Dix têtes coupées, mille rêves brisés : Labodrie appelle au secours

Cabaret s’est réveillé dimanche 14 septembre 2025 dans une odeur de sang et de cendres.
À Labodrie, au moins dix chauffeurs de moto ont été décapités. Les assaillants, membres du gang « 5 secondes », alliés à la fédération criminelle « Viv Ansanm », ont semé la terreur : maisons pillées, commerces saccagés, bétail emporté, familles brisées.

Une nouvelle scène apocalyptique dans un pays déjà à genoux.
Des cadavres sans tête, des cris d’agonie, des quartiers réduits au silence par la peur. Pendant ce temps, l’État reste muet, absent, complice par son inaction.

Jusqu’à quand le peuple haïtien devra-t-il payer de son sang l’indifférence de ceux qui prétendent gouverner ?


Jusqu’à quand le silence officiel servira-t-il de linceul à des vies massacrées ?

Haïti agonise, mais ceux qui devraient la protéger détournent le regard.
Labodrie n’est pas un cas isolé.
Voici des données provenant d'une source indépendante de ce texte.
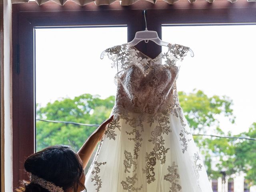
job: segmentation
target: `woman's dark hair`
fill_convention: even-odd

C’est le miroir d’une nation abandonnée à la barbarie, où les gangs dictent la loi, où les civils sont sacrifiés, et où l’État n’existe que pour signer sa faillite morale et politique.

Aujourd’hui, ce sont les chauffeurs de moto. Hier, c’étaient des écoliers, des paysans, des mères de famille. Demain, qui sera la prochaine cible ?
Haïti glisse, chaque jour, un peu plus vers le gouffre.

Et dans ce silence assourdissant des autorités, le peuple comprend une chose : il est seul face à sa propre extinction.